Certainly, a district court is not obliged to charge as to claims that it believes are unsubstantiated by the evidence presented. See Herman v. Hess Oil Virgin Islands Corp., 524 F.2d 767, 772 (3d Cir. 1975) (failure to charge on theory that was not pursued at trial is not reversible error); Di Rago v. American Export Lines, Inc., 636 F.2d 860, 867 (3d Cir. 1981) (" [a] party is entitled to have its requested instructions given only when there is evidence in the record supporting their submission."). In the present case, the assertion of error as to the omission of the negligence charge appears inconsistent with the posture of Edward's complaint, and the evidence that he offered at trial. It appears that his theory of relief was predicated upon the intentional tort of battery, and the record does not clearly demonstrate that Edwards proved the elements necessary to support his claim of negligence.
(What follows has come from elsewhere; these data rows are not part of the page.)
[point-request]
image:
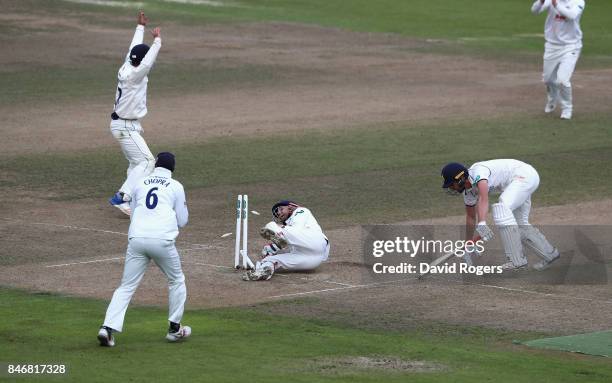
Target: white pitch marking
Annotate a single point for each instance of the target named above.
(211, 265)
(337, 283)
(74, 227)
(336, 289)
(200, 245)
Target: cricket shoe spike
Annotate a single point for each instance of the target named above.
(566, 115)
(545, 264)
(263, 274)
(273, 232)
(269, 249)
(105, 337)
(182, 333)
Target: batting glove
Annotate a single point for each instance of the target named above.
(269, 249)
(486, 234)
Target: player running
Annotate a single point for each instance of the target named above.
(159, 209)
(561, 52)
(295, 229)
(130, 108)
(516, 181)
Certainly a standard of care that Haworth owed to Edwards could be assumed from the record, however, Edwards does not demonstrate how Haworth deviated from that standard. Even if inferences from the record might support the breach of duty, it was clearly Edwards's duty to present sufficient evidence of negligence, and it does not appear that the district court abused its discretion, on this record, by concluding that he had not. Accordingly, we find no error in the district court's refusal to instruct the jury on negligence.